Trait-Aware Policy Optimization for Autoregressive Multi-Trait Essay Scoring

2026-05-25Computation and Language

Computation and Language
AI summary

The authors focus on improving how computers score essays across different qualities, like grammar and content. They introduce a new training method called Trait-Aware Policy Optimization (TAPO) that teaches the model to consider each quality separately and together, making scoring more accurate. Their approach also uses better prompts before training to help the model understand each trait. Tests show that their method works better than older ways on various models. Overall, the authors provide a new way to fine-tune essay scoring models for more detailed and reliable results.

multi-trait essay scoringautoregressive modelspolicy optimizationfine-tuningreward decompositionprompt engineeringtrait-level accuracyinter-trait dependencysupervised learningscore consistency
Authors
Zhengyang Wang, Sanwoo Lee, Jiaxin Wang, Chenxi Miao, Weikang Li, Yunfang Wu
Abstract
Multi-trait essay scoring aims to provide fine-grained evaluation of writing quality across multiple dimensions.
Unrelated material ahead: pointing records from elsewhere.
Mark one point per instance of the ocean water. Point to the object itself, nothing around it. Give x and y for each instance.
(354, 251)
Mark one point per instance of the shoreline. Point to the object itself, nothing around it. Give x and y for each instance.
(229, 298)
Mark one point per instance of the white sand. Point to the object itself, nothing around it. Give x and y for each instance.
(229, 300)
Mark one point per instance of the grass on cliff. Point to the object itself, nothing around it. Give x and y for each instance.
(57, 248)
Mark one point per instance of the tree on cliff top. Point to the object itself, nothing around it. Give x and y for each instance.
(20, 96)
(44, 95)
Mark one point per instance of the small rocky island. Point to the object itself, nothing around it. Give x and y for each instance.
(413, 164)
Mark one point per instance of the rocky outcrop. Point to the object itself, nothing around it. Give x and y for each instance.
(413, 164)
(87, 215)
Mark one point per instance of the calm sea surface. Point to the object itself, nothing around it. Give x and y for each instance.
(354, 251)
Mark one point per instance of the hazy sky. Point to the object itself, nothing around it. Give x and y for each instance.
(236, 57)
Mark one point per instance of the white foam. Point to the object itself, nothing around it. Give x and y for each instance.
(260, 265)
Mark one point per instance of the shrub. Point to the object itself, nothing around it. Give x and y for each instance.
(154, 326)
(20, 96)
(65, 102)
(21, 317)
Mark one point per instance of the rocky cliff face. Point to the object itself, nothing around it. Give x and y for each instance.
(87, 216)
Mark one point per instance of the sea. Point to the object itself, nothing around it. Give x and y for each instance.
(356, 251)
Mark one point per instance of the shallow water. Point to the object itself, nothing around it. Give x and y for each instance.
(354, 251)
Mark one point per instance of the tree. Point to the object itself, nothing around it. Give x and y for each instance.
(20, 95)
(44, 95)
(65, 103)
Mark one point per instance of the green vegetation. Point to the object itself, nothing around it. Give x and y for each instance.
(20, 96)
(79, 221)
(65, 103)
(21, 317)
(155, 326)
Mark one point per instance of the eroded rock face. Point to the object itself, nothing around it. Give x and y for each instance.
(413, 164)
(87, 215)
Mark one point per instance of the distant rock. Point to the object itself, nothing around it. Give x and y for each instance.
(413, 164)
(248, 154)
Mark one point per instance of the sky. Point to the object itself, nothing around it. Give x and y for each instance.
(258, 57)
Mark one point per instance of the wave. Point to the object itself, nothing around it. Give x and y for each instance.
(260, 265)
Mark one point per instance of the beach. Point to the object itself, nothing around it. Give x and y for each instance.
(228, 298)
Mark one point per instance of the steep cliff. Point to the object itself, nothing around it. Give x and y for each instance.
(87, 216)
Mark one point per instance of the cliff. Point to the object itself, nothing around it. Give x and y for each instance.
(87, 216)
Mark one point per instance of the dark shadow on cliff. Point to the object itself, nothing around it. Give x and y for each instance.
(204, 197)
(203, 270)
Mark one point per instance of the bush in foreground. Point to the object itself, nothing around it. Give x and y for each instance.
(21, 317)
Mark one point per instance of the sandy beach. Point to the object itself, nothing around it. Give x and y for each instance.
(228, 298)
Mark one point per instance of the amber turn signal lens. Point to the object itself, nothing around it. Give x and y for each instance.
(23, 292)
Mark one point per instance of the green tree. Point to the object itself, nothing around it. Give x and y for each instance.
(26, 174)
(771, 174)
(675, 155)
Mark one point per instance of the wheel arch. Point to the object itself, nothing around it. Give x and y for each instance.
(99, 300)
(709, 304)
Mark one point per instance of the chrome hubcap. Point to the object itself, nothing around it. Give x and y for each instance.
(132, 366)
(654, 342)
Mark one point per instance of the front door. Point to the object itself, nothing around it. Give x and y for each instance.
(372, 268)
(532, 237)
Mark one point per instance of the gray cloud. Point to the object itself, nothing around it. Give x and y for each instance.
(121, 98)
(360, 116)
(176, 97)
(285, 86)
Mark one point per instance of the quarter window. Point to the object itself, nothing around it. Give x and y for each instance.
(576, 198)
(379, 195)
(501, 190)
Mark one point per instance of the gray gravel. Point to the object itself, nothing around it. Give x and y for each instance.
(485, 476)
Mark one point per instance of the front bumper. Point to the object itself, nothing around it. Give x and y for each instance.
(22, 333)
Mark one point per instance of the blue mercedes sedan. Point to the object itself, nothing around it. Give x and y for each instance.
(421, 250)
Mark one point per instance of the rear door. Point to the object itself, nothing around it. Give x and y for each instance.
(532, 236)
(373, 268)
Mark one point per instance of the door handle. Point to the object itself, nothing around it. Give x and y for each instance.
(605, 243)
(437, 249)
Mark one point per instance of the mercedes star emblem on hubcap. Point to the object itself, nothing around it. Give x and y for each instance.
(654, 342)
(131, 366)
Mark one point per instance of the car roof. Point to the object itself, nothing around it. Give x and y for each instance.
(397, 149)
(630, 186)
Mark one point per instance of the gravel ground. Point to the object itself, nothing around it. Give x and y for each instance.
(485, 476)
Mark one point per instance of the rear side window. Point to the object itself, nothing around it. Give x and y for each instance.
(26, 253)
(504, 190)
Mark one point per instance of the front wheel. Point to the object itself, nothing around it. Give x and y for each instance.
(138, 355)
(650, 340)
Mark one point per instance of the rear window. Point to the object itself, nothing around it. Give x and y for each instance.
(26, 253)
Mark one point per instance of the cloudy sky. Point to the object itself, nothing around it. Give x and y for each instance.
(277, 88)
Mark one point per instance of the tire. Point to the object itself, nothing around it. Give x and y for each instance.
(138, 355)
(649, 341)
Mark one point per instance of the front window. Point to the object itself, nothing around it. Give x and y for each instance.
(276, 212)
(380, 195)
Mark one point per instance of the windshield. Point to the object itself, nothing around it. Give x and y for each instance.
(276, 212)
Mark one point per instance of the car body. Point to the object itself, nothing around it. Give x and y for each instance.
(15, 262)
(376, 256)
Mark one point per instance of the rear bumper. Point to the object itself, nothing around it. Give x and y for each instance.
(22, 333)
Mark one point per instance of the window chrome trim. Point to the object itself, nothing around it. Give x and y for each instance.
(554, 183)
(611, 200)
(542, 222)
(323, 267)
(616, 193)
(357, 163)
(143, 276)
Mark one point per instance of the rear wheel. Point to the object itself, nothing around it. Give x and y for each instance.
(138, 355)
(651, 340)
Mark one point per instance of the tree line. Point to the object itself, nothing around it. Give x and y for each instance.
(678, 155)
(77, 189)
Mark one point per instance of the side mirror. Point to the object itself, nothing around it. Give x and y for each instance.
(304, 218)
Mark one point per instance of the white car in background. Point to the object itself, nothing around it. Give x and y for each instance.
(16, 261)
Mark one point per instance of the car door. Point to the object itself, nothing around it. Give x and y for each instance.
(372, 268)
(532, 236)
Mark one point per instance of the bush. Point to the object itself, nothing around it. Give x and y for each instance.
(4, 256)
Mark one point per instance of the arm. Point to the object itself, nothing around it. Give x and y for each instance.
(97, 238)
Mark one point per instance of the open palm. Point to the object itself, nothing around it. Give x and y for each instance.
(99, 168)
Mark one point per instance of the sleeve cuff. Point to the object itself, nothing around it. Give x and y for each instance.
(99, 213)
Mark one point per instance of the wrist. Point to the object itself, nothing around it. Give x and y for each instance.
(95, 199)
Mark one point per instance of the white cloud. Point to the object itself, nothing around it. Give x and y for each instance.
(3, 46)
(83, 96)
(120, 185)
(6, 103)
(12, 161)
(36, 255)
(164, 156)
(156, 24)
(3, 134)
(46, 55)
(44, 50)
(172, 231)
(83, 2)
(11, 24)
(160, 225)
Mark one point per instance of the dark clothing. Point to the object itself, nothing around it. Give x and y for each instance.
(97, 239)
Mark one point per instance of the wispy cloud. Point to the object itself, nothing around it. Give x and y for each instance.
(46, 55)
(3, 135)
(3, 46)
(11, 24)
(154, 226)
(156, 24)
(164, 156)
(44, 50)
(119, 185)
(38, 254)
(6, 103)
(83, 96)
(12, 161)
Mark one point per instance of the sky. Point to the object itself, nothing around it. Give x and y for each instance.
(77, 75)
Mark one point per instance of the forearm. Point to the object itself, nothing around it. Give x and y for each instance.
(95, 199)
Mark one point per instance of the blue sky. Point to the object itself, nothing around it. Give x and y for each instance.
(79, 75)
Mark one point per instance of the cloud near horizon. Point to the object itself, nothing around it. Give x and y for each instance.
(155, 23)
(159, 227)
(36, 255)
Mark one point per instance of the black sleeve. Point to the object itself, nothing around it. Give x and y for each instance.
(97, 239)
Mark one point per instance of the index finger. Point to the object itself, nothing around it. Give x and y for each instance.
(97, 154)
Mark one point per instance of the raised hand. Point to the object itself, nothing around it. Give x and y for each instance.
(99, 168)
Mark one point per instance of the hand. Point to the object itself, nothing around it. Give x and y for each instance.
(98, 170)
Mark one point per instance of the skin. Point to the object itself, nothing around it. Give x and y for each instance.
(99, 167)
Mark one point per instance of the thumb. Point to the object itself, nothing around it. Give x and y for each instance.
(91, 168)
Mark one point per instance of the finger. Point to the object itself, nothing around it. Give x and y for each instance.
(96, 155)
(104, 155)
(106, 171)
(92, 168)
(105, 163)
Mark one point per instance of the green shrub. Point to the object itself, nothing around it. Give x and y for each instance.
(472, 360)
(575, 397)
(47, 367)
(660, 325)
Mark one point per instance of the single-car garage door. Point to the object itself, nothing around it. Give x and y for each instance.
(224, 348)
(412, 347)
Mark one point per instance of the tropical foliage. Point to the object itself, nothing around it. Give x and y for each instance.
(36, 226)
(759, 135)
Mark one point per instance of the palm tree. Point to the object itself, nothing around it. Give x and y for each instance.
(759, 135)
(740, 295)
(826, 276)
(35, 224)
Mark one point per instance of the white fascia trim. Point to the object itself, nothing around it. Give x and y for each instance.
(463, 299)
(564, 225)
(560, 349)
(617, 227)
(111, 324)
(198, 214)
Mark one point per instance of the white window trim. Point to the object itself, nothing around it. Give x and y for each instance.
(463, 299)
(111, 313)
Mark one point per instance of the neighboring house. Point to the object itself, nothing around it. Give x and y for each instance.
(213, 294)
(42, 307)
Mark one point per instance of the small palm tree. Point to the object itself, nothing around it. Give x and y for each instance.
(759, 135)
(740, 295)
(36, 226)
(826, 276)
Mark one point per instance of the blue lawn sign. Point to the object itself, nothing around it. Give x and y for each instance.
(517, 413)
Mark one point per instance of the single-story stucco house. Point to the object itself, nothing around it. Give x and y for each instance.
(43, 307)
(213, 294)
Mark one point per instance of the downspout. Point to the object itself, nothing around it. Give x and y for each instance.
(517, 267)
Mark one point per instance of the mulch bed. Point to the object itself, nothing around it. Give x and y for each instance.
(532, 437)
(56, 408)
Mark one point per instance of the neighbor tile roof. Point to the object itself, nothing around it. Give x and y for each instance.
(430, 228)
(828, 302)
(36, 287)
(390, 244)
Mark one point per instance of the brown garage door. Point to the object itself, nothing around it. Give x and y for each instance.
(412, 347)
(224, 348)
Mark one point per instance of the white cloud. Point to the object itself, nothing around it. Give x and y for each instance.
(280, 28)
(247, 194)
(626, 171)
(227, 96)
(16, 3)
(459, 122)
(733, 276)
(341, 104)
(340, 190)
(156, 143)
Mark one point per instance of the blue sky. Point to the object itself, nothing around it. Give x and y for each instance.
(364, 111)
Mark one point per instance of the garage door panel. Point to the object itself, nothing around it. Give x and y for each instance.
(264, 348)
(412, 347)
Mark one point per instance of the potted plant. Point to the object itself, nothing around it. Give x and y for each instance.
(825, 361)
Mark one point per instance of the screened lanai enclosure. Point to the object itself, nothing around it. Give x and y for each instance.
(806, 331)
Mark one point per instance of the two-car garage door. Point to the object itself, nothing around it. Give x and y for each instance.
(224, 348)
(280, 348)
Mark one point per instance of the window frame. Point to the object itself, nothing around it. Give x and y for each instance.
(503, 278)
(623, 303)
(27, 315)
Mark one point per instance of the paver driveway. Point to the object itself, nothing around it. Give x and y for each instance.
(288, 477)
However, how to effectively post-train autoregressive scoring models remains underexplored. In this paper, we propose Trait-Aware Policy Optimization (TAPO), a post-training framework tailored to autoregressive multi-trait scoring. Our method decomposes rewards along both the sample and trait dimensions, combining global scoring consistency, trait-level accuracy, format validity, and inter-trait dependency preservation. In addition, we enhance supervised fine-tuning with enhanced prompts, allowing the model to internalize trait semantics before preference optimization. Experiments across multiple backbone models show that our method consistently improves multi-trait scoring performance over supervised fine-tuning and scalar-reward optimization baselines, demonstrating the effectiveness and transferability of trait-aware post-training for essay scoring.